In these situations the SMSF’s bank account is often effectively frozen as one side declines to provide joint instructions. Commonly, pension payments cannot be made either as investment instructions are not given or the payment is not authorised. Normal end-of-year activities of the SMSF can be suspended or delayed. The SMSF may suffer loss of the earnings tax exemption for failing to pay the minimum pension amount or breach various operating standards. These adverse outcomes will not arise in a single-member SMSF.

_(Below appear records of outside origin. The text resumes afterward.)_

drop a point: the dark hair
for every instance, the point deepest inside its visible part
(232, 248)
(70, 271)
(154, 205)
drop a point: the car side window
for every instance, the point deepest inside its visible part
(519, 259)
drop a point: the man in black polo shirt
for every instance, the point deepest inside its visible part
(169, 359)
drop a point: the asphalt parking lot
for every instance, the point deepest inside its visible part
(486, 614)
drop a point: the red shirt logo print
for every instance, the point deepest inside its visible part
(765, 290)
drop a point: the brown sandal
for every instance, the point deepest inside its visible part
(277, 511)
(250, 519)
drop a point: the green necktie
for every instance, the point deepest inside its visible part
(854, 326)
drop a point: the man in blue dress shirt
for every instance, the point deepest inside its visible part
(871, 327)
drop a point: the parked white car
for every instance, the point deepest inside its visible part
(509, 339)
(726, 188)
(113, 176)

While having a single-member SMSF does not immunise the superannuation interest from court-ordered payment splits and does not provide indivisibility of superannuation interests (particularly since recent amendments to both the Family Law Act and Taxation Administration Act permitting Family Court registrars requesting and sourcing information from the ATO about superannuation interests of the other spouse), it will prevent the administration of the single-member SMSF from freezing. If the member is in pension phase, the effective freezing of the administration of the SMSF may render the member without an income.
Mental incapacity
Should a member of a single-member SMSF suffer mental incapacity, the member’s preferred attorney or attorneys could take over management and control of the fund. This can avoid the complication of having a second mentally capable trustee or director seeking to interfere or control the joint SMSF.
Estate planning
Where the member has children from a previous marriage, it can be more easily and effectively prearranged that, upon death, control of the fund moves to these children in a single-member SMSF. This would prevent the member’s second wife from seeking to exercise control or challenging the validity of estate planning mechanisms put in place by the deceased member, such as binding death benefit nominations or reversionary pension nominations, or seeking to exercise any dispositive discretions conferred on the trustee in respect of the death benefit.
Conclusion
There is a good case for single-member SMSFs, particularly for individuals who do not wish to intermingle investment or control or both of their superannuation interests. This would be the case for individuals who are in their second or subsequent marriage. There is, however, an additional cost for this unadulterated control and splendid isolation, but the cost is not too great when compared to the costs incurred when these elements are absent.